Russia has also been working on agreeing a trip to Moscow, possibly in early March, by the head of the Syrian opposition National Coalition Ahmed Moaz al-Khatib.
The rebels had pulled out of talks with foreign powers in protest at the international community's inability to halt the bloodshed.
Khatib told reporters in Cairo on Monday that his visit to Russia would be "postponed until we see how things progress".
After Muallem's statement on Monday, the Free Syrian Army's chief of staff Selim Idriss said that before any dialogue could begin, Assad's regime must fall, among other pre-conditions.
"I am not going to sit down with him or with any other member of his clique before all the killing stops, or before the army withdraws from the cities," he told pan-Arab broadcaster Al-Arabiya.
-- 'Russia can play a key role' --
The Moscow talks came a day before Russia’s top diplomat meets new US Secretary of State John Kerry in Berlin for the first time, with the Syria crisis topping the agenda.
Kerry urged the Khatib-led Syrian opposition to withdraw its threat to pull out of an international meeting he will attend in Rome on Thursday.
"I would urge the Syrian opposition to join us as a matter of practicality and of informing us," Kerry told a news conference in London.
"I want our friends in the Syrian opposition council to know that we are not coming to Rome simply to talk.
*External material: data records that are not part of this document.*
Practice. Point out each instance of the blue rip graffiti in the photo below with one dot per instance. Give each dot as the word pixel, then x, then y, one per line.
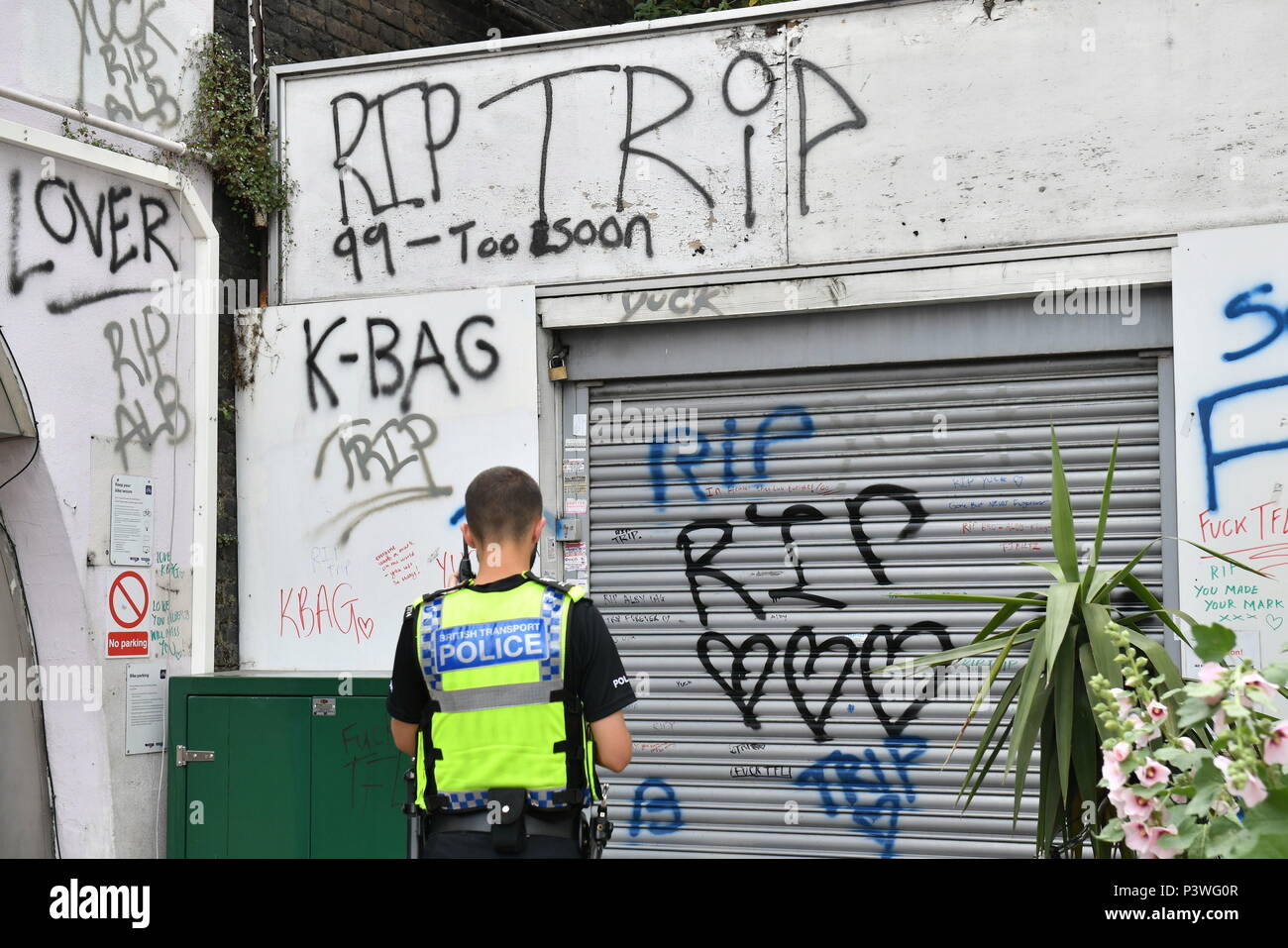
pixel 871 790
pixel 664 453
pixel 660 813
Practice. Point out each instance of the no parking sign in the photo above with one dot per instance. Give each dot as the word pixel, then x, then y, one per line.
pixel 128 601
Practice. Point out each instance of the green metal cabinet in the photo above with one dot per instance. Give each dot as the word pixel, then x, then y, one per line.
pixel 300 768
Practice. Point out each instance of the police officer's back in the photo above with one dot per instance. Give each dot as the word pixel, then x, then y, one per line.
pixel 507 689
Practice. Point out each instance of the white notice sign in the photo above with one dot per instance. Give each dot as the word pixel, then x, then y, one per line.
pixel 133 515
pixel 145 707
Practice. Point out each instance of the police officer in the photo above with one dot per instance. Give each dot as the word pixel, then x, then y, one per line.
pixel 507 689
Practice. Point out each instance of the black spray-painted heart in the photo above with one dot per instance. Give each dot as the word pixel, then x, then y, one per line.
pixel 893 644
pixel 733 685
pixel 803 644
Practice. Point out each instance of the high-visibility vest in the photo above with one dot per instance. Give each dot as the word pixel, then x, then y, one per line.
pixel 500 714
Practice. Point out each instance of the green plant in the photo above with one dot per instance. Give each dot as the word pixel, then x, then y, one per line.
pixel 224 128
pixel 657 9
pixel 1211 781
pixel 1070 642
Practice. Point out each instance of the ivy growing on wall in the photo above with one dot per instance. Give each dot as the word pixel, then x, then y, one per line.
pixel 223 132
pixel 224 128
pixel 656 9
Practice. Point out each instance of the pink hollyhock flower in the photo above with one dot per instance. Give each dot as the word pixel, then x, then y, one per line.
pixel 1137 807
pixel 1113 775
pixel 1119 797
pixel 1209 674
pixel 1155 835
pixel 1276 745
pixel 1136 836
pixel 1151 772
pixel 1253 790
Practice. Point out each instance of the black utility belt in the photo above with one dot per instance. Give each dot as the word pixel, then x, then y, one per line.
pixel 477 822
pixel 507 820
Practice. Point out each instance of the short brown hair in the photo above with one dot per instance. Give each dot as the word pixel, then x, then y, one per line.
pixel 501 504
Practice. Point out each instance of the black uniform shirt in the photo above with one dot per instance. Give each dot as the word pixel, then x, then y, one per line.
pixel 593 670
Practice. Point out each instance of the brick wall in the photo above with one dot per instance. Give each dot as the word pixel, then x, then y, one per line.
pixel 305 31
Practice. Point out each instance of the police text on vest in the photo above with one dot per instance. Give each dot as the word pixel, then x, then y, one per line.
pixel 490 643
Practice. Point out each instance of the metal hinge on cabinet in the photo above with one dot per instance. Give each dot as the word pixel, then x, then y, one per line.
pixel 183 756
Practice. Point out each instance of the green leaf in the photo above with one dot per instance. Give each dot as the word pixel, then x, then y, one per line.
pixel 1098 583
pixel 1103 648
pixel 1061 517
pixel 1103 596
pixel 1142 592
pixel 1004 704
pixel 1212 643
pixel 1112 833
pixel 970 597
pixel 1005 613
pixel 1060 600
pixel 1157 657
pixel 954 653
pixel 1054 569
pixel 1026 734
pixel 1100 523
pixel 1063 710
pixel 1209 785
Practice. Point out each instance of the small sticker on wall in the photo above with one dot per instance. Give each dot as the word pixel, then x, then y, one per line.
pixel 575 557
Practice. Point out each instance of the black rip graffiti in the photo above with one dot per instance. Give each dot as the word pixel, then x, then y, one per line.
pixel 894 643
pixel 797 513
pixel 733 685
pixel 398 445
pixel 129 59
pixel 411 106
pixel 360 450
pixel 134 425
pixel 381 356
pixel 804 649
pixel 433 145
pixel 797 675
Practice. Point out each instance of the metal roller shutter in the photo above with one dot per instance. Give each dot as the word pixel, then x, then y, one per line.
pixel 746 576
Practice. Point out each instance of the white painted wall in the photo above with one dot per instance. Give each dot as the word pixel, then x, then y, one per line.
pixel 1231 307
pixel 60 321
pixel 348 498
pixel 1057 121
pixel 120 59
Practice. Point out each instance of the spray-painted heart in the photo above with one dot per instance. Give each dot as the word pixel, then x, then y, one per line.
pixel 894 644
pixel 803 644
pixel 733 685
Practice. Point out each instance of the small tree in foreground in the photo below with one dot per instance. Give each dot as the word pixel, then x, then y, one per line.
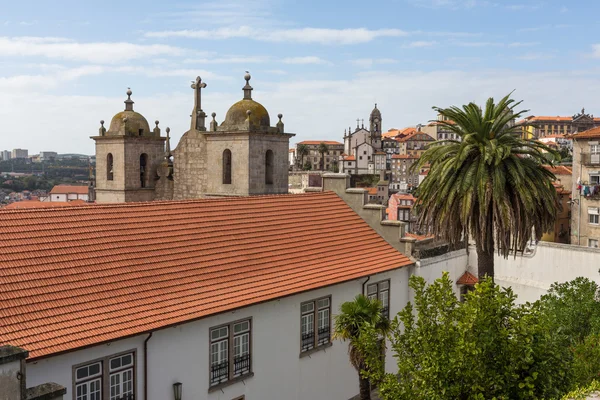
pixel 486 347
pixel 355 317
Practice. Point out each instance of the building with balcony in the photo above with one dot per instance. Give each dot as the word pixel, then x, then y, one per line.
pixel 585 210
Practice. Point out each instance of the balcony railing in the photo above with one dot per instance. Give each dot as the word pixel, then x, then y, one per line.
pixel 241 365
pixel 590 158
pixel 219 372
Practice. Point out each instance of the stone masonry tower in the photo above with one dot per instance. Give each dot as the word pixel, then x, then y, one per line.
pixel 127 156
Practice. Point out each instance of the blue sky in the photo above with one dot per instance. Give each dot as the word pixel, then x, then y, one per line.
pixel 67 64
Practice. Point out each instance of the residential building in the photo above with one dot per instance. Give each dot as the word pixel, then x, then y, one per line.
pixel 63 193
pixel 363 148
pixel 544 126
pixel 326 163
pixel 400 209
pixel 414 144
pixel 585 206
pixel 19 153
pixel 231 297
pixel 402 176
pixel 243 155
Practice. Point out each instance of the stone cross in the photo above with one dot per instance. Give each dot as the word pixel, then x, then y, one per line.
pixel 198 115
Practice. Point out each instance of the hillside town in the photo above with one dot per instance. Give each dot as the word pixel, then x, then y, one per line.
pixel 299 201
We are coming to Rome to make a decision on next steps," he said.
Khatib said on Saturday it was pulling out of the 11-nation meeting of the Friends of Syria to protest at the "shameful" inaction of the international community over civilian killings.
But Khatib said Monday that the Syrian opposition would consider participating in the meeting after receiving "specific" promises of support from key nations.
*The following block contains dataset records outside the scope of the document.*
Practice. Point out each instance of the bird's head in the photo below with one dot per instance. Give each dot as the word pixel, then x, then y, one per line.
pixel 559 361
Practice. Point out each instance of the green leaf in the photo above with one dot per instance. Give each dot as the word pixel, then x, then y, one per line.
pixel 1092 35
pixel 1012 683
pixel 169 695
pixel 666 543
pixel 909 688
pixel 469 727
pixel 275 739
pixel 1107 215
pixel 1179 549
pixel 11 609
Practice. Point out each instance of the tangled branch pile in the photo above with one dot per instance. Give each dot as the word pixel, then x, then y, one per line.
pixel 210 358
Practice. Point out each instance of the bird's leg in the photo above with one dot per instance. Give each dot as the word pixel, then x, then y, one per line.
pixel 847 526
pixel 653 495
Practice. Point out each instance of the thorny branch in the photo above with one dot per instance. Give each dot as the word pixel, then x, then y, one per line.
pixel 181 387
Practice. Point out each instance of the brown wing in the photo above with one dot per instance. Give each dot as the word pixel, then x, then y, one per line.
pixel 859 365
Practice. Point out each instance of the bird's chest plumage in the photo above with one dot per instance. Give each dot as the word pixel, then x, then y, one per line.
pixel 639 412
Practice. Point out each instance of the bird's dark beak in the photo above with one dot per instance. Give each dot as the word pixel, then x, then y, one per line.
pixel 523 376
"The leaders of the (Syrian National) Coalition will meet today to discuss promises made by several major countries, which have asked us to cancel the boycott and give clear and specific support for the Syrian people," he said.
Throughout the conflict, opposition by Russia and its diplomatic ally China has prevented attempts by the West to pass UN Security Council resolutions sanctioning Assad's regime.
The UN human rights chief on Monday criticised the Security Council's failure to take action.
"The Security Council has so far failed with regard to Syria," Navi Pillay told ministers at the start of a regular UN Human Rights Council session in Geneva.
The diplomatic activity came as there appeared to be no let-up in the fighting which according to the United Nations has claimed 70,000 lives since the conflict began in March 2011.